A technical problem in a license management server at SonicWall created havoc on Tuesday for users of the company's email security products.
Many customers were left temporarily unprotected against spam, phishing and malware threats while others were unable to log into their own systems.
Colleen Nichols, a spokeswoman for SonicWall, said Tuesday evening that the Sunnyvale, California-based vendor had resolved the server issue as of noontime PST and that affected customers could "resynchronise their licenses" by visiting the customer support section of the company's website.
It wasn't immediately clear how many customers were affected by the license server glitch. But numerous users posted angry messages on a forum on the SonicWall site during a period that lasted for several hours.
According to a user who reported the problem to Computerworld US via email, the glitch affected all customers of SonicWall's ES series of e-mail security appliances, based on what he was told by a person he described as the vendor's "general support ticket-taker."
The user, who asked not to be identified, said that during the overnight hours from Monday into Tuesday, SonicWall's license manager erroneously reset the license keys for products installed on his systems and those of other customers, thereby making the licenses appear to be invalid.
"Very early this morning," Nichols confirmed via email, "one server in SonicWall's licensing server pool that handles distribution of [antivirus] signatures and license keys malfunctioned." The malfunction caused "some" license keys to be reset, requiring them to later be resynchronised with SonicWall's servers, she said.
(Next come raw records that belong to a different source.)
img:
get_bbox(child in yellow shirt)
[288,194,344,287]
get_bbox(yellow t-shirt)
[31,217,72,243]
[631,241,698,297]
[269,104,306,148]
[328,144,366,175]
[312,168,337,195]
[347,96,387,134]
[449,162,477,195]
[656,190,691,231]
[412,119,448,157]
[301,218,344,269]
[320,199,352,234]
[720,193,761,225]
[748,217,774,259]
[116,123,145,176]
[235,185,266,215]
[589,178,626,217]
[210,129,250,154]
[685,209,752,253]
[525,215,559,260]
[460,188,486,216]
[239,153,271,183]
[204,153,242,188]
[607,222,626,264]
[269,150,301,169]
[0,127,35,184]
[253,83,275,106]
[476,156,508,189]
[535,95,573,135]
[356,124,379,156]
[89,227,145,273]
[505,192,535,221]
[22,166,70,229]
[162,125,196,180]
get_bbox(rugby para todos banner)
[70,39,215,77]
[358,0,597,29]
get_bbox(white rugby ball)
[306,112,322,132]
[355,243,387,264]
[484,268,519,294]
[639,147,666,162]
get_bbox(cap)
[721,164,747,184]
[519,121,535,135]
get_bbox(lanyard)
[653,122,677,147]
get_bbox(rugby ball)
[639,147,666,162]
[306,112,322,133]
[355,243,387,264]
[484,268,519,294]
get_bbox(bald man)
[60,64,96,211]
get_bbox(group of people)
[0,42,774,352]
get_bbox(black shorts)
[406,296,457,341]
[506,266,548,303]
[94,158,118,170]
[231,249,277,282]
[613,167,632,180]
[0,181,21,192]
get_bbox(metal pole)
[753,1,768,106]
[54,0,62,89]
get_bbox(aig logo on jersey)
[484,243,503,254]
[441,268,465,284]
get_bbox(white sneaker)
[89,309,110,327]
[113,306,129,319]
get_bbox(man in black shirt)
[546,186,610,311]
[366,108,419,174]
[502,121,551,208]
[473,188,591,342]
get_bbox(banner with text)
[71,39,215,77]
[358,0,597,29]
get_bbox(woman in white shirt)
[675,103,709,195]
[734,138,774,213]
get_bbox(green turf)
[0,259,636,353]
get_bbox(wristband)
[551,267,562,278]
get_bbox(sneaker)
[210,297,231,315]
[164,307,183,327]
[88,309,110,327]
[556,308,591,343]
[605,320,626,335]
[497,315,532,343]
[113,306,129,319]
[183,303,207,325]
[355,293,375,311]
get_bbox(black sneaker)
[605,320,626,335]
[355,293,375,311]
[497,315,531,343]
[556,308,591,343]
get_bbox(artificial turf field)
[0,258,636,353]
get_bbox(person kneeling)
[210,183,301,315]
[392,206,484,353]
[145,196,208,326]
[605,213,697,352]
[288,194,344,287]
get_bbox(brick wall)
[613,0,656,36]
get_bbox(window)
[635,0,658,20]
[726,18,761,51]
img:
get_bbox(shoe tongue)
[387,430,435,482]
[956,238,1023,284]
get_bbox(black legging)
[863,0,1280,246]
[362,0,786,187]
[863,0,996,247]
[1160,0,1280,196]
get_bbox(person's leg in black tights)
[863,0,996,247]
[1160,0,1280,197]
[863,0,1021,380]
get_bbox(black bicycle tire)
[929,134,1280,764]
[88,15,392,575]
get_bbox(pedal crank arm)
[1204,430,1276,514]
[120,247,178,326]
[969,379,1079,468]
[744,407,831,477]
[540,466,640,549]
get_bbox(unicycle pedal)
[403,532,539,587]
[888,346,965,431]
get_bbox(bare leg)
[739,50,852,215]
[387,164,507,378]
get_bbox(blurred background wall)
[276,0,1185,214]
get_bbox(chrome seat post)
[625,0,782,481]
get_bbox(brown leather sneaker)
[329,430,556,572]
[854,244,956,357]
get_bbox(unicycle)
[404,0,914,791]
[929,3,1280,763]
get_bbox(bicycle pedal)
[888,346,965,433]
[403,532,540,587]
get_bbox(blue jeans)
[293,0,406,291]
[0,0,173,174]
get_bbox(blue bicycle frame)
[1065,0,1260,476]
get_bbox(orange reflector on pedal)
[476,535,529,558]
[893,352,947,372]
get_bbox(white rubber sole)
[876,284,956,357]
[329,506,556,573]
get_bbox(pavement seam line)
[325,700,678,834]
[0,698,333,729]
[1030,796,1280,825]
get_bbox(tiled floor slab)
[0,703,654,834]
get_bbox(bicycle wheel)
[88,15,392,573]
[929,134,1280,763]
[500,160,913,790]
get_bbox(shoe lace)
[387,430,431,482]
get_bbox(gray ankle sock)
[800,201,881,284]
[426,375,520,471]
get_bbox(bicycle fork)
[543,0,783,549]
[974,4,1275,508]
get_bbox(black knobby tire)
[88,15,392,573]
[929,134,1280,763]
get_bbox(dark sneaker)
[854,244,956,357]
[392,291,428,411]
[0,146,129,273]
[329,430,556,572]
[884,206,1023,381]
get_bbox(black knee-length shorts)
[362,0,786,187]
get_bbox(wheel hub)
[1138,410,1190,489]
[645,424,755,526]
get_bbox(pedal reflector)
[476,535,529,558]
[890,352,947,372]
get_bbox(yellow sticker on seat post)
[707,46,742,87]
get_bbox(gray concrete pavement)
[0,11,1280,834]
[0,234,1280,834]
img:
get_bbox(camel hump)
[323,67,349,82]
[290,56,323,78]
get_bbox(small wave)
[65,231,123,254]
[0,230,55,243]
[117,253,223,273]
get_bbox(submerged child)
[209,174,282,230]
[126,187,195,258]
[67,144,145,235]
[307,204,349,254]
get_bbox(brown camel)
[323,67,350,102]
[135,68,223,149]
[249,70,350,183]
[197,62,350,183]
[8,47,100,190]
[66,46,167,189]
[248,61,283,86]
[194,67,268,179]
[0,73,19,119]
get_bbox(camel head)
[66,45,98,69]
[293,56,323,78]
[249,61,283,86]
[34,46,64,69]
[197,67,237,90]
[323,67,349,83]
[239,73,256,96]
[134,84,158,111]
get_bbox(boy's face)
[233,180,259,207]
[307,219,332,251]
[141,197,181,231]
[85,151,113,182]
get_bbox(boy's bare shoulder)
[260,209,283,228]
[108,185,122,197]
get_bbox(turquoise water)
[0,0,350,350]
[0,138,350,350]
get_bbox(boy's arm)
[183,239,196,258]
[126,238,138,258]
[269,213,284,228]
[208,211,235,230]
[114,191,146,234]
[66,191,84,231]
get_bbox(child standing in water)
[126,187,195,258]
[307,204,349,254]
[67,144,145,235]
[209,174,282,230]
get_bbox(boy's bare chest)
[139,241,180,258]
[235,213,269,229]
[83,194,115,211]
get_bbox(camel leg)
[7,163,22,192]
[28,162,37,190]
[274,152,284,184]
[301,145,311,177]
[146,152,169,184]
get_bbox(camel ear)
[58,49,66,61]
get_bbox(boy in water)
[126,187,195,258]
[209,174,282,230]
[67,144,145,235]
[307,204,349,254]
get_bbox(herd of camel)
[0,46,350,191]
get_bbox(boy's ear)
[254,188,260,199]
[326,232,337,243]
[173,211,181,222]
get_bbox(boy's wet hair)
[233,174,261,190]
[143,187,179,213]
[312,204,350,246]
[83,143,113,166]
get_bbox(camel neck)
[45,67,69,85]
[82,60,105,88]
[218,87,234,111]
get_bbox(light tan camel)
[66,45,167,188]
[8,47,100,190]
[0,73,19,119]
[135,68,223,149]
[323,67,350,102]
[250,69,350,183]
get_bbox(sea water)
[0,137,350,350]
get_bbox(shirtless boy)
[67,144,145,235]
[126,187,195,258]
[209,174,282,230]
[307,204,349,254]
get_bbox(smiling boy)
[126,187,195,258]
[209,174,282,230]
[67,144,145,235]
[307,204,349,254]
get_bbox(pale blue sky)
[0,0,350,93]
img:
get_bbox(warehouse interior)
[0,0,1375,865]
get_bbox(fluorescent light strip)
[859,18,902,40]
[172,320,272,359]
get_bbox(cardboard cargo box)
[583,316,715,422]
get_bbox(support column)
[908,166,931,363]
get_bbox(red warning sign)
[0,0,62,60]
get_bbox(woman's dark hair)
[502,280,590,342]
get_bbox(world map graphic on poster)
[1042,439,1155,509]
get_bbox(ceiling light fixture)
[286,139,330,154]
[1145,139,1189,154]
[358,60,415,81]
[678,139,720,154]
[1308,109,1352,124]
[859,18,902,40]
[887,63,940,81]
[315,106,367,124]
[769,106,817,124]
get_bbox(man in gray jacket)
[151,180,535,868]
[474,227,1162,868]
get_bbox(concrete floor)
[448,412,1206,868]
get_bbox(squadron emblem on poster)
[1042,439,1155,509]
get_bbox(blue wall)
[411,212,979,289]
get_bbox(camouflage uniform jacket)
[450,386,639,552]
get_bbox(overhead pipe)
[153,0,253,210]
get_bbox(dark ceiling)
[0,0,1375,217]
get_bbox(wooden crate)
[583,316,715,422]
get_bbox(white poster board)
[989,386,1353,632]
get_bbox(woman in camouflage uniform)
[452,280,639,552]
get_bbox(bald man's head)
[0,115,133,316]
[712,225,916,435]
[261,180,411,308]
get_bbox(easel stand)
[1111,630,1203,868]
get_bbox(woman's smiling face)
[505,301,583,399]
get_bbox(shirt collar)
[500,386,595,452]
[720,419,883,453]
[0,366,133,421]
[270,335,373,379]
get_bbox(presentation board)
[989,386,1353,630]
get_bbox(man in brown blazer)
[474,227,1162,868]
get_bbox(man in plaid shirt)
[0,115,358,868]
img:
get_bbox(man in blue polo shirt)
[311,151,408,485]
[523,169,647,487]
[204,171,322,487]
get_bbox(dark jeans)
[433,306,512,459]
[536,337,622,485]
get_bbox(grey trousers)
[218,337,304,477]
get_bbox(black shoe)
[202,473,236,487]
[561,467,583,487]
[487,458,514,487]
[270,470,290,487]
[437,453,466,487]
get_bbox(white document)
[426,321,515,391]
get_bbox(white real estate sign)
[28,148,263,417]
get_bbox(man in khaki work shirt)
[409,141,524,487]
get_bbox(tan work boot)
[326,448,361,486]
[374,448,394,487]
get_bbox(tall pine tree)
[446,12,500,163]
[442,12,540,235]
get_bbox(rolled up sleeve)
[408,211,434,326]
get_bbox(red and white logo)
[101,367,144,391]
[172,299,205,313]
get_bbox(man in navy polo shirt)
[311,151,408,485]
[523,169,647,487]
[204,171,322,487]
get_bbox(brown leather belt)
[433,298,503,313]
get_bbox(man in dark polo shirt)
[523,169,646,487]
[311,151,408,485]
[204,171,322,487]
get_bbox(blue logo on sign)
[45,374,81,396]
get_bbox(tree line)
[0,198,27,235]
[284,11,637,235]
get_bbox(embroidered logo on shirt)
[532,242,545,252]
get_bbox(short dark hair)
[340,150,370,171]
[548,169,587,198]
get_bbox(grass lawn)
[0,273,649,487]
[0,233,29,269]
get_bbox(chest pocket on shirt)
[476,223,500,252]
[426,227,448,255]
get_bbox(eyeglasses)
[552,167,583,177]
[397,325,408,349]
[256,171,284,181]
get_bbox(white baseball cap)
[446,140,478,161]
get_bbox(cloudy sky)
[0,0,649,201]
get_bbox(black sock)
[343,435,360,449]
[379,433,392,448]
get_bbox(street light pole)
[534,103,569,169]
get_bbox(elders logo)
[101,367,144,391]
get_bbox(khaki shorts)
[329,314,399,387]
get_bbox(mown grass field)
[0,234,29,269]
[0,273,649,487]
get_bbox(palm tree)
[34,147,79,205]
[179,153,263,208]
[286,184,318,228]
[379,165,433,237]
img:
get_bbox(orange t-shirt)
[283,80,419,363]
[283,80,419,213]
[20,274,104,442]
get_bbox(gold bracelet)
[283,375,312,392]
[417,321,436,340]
The company shut off the problematic license server "shortly after it began malfunctioning, and at the same time proactively stopped automatic license key updates while we verified the integrity of the rest of our licensing servers," Nichols wrote. During that period, customers were still able to manually download updates and resynchronise their licenses through the company's website, she added.
Nichols said that SonicWall was working to contact customers believed to have been affected by the problem to ensure them that the technical issues had been resolved.
In posts on the user forum, a person named Jody Spoor who identified himself as a senior technical support engineer at SonicWall said that the company had been alerted about the problem "as early as we could be" and had taken immediate steps to prevent the issue from spreading further.
Typically, a problem with a license server shouldn't result in local product registration information being lost, Spoor said in one post. But for some reason, the registration information was lost "for a number of units," he added. Spoor recommended a manual work-around for affected customers while SonicWall worked to fix the technical issue.